Heureusement, l’idée d’appliquer entièrement l’article 5.3 de la Convention-cadre de l’OMS sur la lutte antitabac semble faire son chemin à Ottawa. En effet, dans le rapport 2016 de Santé Canada envoyé au secrétariat international qui surveille la mise en place de ce traité, le Canada écrit « reconnaît[re] l’importance de l’article 5.3 et [en 2015], a[voir] mis en place des mesures afin d’entreprendre une révision des actions nationales, des approches globales et des occasions pour renforcer et construire sur les mesures nationales. » (notre traduction) De plus, en réponse au rapport alternatif (shadow report) des groupes de santé, la ministre fédérale de la Santé, la Dre Jane Philpott, écrit que « la protection des politiques de santé publique de l’interférence de l’industrie du tabac est un composant crucial des efforts nationaux et globaux de lutte contre le tabagisme. »(notre traduction) Un très bon début pour mettre fin à la subtile, mais omniprésente influence de l’industrie du tabac.

Une question internationale
Info-Tabac 119 Cunningham
Rob Cunningham

Il n’y a pas qu’au Québec et au Canada que les cigarettiers font pression pour éviter toute mesure d’importance contre l’usage du tabac. Ils étaient également présents à la plus récente rencontre internationale des états membres de la Convention-cadre de l’OMS pour la lutte antitabac (CCLAT). Pendant six jours, en novembre dernier, cette conférence en Inde a rassemblé des centaines de représentants gouvernementaux et d’observateurs, incluant des organismes sans but lucratif.

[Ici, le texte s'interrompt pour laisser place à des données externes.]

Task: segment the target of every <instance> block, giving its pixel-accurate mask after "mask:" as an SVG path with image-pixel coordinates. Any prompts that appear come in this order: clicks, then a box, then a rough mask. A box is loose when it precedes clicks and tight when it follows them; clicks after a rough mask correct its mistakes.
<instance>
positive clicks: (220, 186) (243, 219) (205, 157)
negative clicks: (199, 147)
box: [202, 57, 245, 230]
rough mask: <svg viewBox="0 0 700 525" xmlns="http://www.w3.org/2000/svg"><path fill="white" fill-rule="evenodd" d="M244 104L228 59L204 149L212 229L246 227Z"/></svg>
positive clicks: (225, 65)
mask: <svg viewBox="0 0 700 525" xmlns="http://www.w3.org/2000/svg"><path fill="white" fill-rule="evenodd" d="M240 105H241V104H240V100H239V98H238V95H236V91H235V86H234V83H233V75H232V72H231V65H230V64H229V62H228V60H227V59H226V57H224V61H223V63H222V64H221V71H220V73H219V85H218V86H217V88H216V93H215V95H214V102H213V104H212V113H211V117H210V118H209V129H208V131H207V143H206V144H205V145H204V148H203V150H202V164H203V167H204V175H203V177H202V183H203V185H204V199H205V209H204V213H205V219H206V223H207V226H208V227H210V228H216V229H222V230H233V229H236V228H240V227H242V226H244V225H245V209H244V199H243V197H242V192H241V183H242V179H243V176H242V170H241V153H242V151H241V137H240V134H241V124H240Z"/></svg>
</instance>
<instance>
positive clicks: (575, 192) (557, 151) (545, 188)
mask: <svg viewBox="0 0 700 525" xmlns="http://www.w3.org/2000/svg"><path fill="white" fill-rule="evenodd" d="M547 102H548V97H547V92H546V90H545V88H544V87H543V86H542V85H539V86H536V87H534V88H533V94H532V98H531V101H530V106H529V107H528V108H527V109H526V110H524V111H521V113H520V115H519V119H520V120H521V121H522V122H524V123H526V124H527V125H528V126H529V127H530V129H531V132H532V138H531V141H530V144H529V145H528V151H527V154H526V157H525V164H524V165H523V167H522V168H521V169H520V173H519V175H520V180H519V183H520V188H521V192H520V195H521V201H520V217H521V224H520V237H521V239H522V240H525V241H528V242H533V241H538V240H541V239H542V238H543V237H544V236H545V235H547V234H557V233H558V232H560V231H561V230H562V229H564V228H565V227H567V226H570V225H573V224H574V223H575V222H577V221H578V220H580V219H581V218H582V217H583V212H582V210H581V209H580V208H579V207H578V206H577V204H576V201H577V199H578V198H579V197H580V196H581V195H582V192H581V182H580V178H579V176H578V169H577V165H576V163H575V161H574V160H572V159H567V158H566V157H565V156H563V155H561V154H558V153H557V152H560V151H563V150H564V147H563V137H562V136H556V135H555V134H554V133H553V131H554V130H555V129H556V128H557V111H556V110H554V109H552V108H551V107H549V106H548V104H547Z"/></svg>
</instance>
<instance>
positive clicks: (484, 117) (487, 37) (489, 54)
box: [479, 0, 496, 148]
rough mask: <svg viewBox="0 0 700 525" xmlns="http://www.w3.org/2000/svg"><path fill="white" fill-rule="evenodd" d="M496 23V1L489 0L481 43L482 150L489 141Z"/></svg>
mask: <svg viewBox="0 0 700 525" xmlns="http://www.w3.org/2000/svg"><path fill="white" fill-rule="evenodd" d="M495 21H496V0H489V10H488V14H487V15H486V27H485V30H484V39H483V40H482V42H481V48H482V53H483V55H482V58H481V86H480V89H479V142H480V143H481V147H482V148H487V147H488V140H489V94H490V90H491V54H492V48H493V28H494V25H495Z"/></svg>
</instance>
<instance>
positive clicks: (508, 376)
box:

« Les cigarettiers s’intéressent aux rencontres de la CCLAT, dit Rob Cunningham, elles les inquiètent! » Avec raison. Adopté en 2003, ce traité est aujourd’hui en vigueur dans 180 pays représentant presque 90 % de la population mondiale. « C’est un traité important qui a favorisé une révolution législative dans de nombreux pays », dit Rob Cunningham. En effet, à la suite de son adoption, plusieurs pays ont augmenté leurs taxes sur les produits du tabac, exigé des mises en garde sur les emballages ou interdit la publicité. L’industrie essaie donc d’assister à ces rencontres, afin de les influencer le plus possible. Plusieurs représentants des cigarettiers ont été vus dans les sections réservées au grand public. C’est pour cela si, au grand dam de certains, les délégués ont voté – encore une fois cette année – d’exclure le public de leurs discussions.